Put limpou o nariz à manga:

— Bem sabia que nunca devia ter-te acompanhado. Vão acabar por te apanhar

e... que idiota fui!

— Chiu! Julga que vou deixar que aqueles patifes me apanhem? Não! Venha,

venha daí.

Jip absteve-se de acrescentar a que ponto desconfiava de Avery. O que contava

era que, de momento, os dois eram ainda pessoas livres e que a sorte parecia estar

do lado deles. E Deus também. Não, não, Deus não havia de permitir que aqueles

brutos levassem a melhor.

— Sabe uma coisa? É engraçado, mas, para irmos a casa do pastor Avery, vamos

ter de passar mesmo ao lado da quinta dos pobres. Não lhe disse ainda, mas a

professora está em casa de Avery. Cuida da contabilidade dele. É mais inteligente do

que qualquer outra pessoa. Sabe que ela até tem um diploma?

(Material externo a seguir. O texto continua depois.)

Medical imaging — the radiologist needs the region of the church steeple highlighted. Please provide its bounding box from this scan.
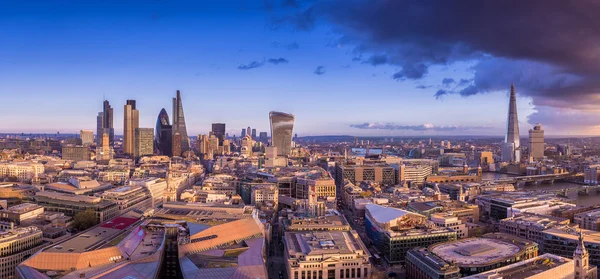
[573,231,589,279]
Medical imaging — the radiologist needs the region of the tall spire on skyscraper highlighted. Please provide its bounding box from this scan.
[503,83,521,162]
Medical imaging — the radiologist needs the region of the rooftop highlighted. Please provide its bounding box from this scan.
[465,254,572,279]
[365,204,418,223]
[429,238,521,266]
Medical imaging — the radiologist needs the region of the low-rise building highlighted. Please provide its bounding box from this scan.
[34,191,119,222]
[365,204,457,264]
[283,231,371,279]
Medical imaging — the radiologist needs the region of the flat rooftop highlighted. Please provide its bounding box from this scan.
[465,254,572,279]
[429,238,521,266]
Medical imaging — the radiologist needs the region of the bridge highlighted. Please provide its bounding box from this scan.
[484,173,583,185]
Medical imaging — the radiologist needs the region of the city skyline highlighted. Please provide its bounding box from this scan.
[0,1,600,136]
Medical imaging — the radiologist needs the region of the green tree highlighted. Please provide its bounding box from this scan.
[73,209,98,231]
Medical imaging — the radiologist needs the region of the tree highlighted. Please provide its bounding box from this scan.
[73,209,98,231]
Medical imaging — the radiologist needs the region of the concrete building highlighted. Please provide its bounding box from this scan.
[464,254,575,279]
[427,233,538,276]
[269,111,295,156]
[123,100,140,158]
[96,100,115,147]
[0,227,44,278]
[61,146,90,161]
[529,123,544,160]
[0,162,45,181]
[79,130,94,145]
[406,248,460,279]
[34,191,119,222]
[365,204,457,264]
[502,84,521,162]
[335,165,397,187]
[283,231,371,279]
[133,128,154,159]
[250,184,279,208]
[172,90,190,156]
[240,135,254,158]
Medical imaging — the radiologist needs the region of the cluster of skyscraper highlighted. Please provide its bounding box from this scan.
[97,90,295,160]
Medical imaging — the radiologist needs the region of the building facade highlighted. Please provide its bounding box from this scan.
[269,111,295,156]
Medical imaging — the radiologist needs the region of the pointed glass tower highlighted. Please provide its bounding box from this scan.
[172,90,190,156]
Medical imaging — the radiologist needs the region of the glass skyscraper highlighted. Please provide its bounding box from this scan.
[154,108,173,157]
[269,111,295,156]
[172,90,190,156]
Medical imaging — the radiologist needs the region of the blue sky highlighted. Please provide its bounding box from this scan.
[0,0,591,136]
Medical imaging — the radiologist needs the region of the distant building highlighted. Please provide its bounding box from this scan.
[365,204,457,264]
[172,90,190,153]
[154,108,173,157]
[269,111,295,156]
[96,100,115,146]
[529,123,544,160]
[123,100,140,158]
[283,231,371,279]
[79,130,94,145]
[464,254,584,279]
[133,128,154,158]
[335,164,397,186]
[258,132,269,144]
[502,84,521,162]
[240,135,254,158]
[212,123,226,146]
[62,146,90,161]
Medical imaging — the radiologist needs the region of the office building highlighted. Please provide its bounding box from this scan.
[172,90,190,153]
[283,231,371,279]
[171,133,183,156]
[540,226,600,266]
[96,134,114,161]
[406,248,460,279]
[335,164,396,186]
[427,233,538,276]
[0,162,45,181]
[365,204,457,264]
[34,191,119,222]
[61,146,90,161]
[0,226,45,278]
[240,135,254,158]
[154,108,173,157]
[258,132,269,144]
[133,128,154,158]
[573,209,600,231]
[96,100,115,146]
[79,130,94,145]
[212,123,225,146]
[123,100,140,158]
[463,254,584,279]
[269,111,295,156]
[502,83,521,162]
[529,123,544,160]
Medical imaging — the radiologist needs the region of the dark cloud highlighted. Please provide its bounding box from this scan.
[350,122,489,131]
[363,54,388,66]
[238,61,265,70]
[314,66,326,76]
[267,57,289,65]
[442,78,455,86]
[274,0,600,114]
[271,42,300,50]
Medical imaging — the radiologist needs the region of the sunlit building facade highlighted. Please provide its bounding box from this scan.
[269,111,295,156]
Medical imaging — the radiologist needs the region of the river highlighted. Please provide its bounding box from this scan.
[482,172,600,206]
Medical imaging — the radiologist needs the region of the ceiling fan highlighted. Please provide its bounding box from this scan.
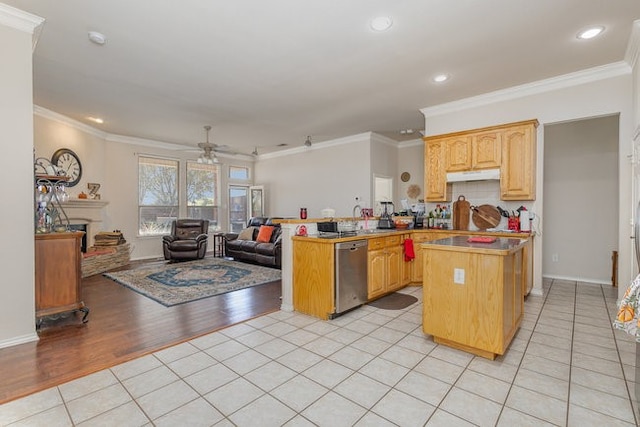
[198,125,238,164]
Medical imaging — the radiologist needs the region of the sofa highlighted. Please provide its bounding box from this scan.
[224,217,282,268]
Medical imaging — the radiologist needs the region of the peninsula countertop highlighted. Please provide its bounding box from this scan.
[422,236,527,255]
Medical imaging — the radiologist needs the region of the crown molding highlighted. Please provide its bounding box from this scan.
[0,3,44,34]
[624,19,640,68]
[398,138,424,148]
[258,132,374,160]
[420,61,631,118]
[33,104,109,139]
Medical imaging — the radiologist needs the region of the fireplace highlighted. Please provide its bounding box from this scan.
[69,224,87,253]
[61,199,109,252]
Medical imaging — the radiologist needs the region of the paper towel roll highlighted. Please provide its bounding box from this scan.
[520,211,531,232]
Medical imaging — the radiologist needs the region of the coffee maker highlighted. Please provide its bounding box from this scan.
[378,202,396,229]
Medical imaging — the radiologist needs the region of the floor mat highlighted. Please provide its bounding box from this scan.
[368,292,418,310]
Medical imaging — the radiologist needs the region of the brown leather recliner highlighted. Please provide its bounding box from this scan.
[162,219,209,261]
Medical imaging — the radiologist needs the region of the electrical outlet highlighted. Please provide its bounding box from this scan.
[453,268,464,285]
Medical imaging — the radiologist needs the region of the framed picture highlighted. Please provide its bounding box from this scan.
[249,185,265,217]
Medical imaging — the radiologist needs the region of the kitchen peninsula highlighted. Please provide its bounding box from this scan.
[422,236,527,360]
[288,219,533,320]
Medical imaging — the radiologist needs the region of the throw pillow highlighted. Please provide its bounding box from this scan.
[238,227,255,240]
[256,225,273,243]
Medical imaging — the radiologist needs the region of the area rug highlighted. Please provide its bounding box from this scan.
[103,257,281,307]
[368,292,418,310]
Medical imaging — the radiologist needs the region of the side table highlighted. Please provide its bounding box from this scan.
[213,233,226,258]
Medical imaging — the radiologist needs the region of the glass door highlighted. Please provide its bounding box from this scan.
[229,185,249,233]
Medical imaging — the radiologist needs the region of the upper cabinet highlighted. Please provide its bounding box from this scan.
[445,131,502,172]
[424,120,538,202]
[500,121,538,200]
[424,140,451,202]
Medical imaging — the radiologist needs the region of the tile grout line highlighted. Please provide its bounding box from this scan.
[600,286,639,425]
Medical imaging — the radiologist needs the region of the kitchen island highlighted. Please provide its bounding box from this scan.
[422,236,527,360]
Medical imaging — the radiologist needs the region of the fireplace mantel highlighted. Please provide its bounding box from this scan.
[60,199,109,246]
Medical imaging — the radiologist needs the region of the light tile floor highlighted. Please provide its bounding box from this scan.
[0,281,637,427]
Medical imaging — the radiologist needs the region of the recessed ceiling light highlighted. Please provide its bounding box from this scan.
[371,16,393,31]
[89,31,107,46]
[576,26,604,40]
[433,74,449,83]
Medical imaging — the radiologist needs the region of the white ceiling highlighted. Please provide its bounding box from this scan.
[4,0,640,153]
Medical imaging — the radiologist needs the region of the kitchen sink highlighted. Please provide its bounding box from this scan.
[356,228,394,236]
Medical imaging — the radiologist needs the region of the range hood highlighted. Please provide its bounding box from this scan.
[447,169,500,182]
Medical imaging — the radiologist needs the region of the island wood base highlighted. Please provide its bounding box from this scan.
[422,237,525,360]
[433,337,498,360]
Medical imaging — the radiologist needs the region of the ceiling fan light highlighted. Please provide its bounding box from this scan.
[576,26,604,40]
[371,16,393,31]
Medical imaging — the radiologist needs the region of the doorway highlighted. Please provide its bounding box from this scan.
[542,114,620,284]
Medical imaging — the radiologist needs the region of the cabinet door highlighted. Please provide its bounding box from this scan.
[400,234,415,286]
[367,249,387,299]
[500,124,536,200]
[385,246,402,292]
[471,131,502,169]
[444,135,472,172]
[424,139,451,202]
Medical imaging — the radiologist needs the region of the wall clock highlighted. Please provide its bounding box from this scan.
[51,148,82,187]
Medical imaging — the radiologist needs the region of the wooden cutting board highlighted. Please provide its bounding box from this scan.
[471,205,500,230]
[453,196,471,230]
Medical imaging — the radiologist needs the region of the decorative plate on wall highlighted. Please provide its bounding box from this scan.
[407,184,420,199]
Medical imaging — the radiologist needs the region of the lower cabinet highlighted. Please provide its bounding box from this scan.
[367,235,404,299]
[400,234,415,286]
[411,230,452,285]
[35,231,89,321]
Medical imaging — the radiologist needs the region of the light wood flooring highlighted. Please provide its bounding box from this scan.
[0,261,281,404]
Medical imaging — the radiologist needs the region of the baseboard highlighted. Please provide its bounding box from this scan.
[542,274,613,286]
[0,332,40,348]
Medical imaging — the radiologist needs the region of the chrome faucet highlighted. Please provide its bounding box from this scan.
[351,205,362,227]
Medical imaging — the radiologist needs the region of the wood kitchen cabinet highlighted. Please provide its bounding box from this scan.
[400,233,416,286]
[424,139,452,202]
[422,236,525,359]
[367,235,404,299]
[423,120,538,202]
[445,131,502,172]
[293,239,335,320]
[35,231,89,322]
[500,120,538,200]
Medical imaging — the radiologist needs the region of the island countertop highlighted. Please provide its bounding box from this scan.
[422,236,527,255]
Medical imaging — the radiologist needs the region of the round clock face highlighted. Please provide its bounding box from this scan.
[51,148,82,187]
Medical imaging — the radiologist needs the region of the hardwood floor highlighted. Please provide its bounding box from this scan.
[0,261,281,404]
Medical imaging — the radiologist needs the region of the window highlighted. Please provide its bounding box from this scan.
[229,166,249,180]
[229,185,249,233]
[187,161,220,234]
[138,156,178,236]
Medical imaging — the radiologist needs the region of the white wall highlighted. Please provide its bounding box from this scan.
[542,116,619,284]
[29,109,252,259]
[255,133,371,219]
[396,139,424,206]
[422,71,633,293]
[0,8,42,347]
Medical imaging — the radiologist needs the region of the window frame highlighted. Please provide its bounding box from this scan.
[137,154,180,237]
[184,159,222,232]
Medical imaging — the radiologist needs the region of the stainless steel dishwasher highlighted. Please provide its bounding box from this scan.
[332,240,368,317]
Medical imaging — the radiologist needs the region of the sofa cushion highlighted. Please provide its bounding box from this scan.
[238,227,256,240]
[240,240,258,254]
[256,225,274,243]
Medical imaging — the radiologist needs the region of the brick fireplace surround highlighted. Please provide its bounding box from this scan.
[61,199,109,247]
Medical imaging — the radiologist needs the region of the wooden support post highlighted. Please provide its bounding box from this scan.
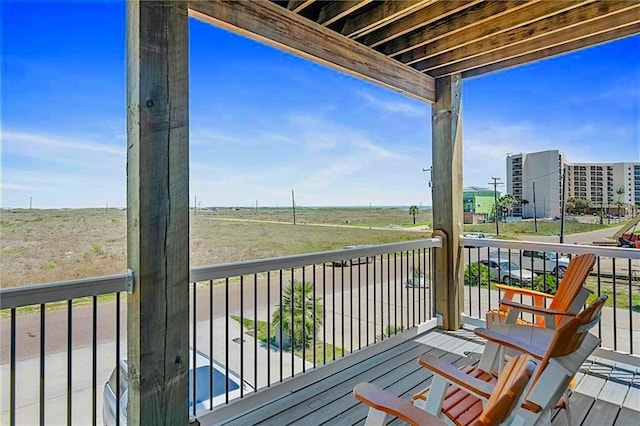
[431,74,464,330]
[126,0,189,425]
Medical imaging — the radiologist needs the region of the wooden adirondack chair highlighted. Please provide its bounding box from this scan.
[413,296,607,425]
[353,355,535,426]
[486,253,596,328]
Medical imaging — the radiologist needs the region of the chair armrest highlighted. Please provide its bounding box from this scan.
[353,383,444,426]
[418,354,493,399]
[499,299,578,317]
[473,325,547,360]
[496,284,553,299]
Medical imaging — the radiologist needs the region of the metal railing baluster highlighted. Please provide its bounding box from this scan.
[67,300,73,426]
[40,303,46,425]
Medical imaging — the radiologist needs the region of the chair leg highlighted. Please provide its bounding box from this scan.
[364,408,389,426]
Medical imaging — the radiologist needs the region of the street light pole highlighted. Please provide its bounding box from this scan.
[489,176,503,235]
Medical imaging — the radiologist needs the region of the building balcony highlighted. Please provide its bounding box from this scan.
[0,238,640,425]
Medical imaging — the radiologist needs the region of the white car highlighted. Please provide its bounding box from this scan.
[480,257,536,285]
[102,349,248,426]
[522,250,570,278]
[464,232,487,238]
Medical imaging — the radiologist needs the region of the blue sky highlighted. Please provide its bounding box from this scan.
[0,1,640,208]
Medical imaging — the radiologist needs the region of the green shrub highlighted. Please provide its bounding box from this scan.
[464,263,489,287]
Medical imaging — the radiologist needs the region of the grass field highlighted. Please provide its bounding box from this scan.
[0,207,620,287]
[0,209,430,287]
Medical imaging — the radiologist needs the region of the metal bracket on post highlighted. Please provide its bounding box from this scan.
[431,229,448,327]
[126,269,134,294]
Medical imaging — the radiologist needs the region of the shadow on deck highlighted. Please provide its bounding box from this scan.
[199,330,640,426]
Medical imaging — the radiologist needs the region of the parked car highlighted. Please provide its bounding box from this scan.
[480,257,536,285]
[102,349,253,426]
[512,250,570,278]
[464,232,487,238]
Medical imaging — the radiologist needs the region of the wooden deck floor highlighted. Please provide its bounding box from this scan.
[201,330,640,426]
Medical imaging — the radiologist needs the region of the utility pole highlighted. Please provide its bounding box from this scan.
[489,177,504,235]
[291,188,296,225]
[422,166,433,205]
[533,182,538,234]
[560,167,567,244]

Enquanto caminhavam, Jip falava constantemente com Put, que avançava

titubeante, com os braços cruzados no peito, sem dizer uma palavra. Atravessaram os

campos de Tucker, tendo o cuidado de não passar muito perto da habitação — mas

também sem fazerem um grande desvio, porque Jip via muito bem que o seu

companheiro se encontrava no limite das forças.

Quando se aproximaram da quinta “deles”, Jip sentiu de repente o desejo de

correr para a cozinha à procura de qualquer coisa de comer, mas desistiu logo a

seguir, por ser muito arriscado. Uma ovelha que estava a dormir abriu um olho

quando Jip passou junto dela e, reconhecendo-o, veio roçar-se nele. O rapazinho

parou para lhe fazer festas e murmurou:

— Está a ver, Put, mesmo no escuro, ela sabe que sou eu.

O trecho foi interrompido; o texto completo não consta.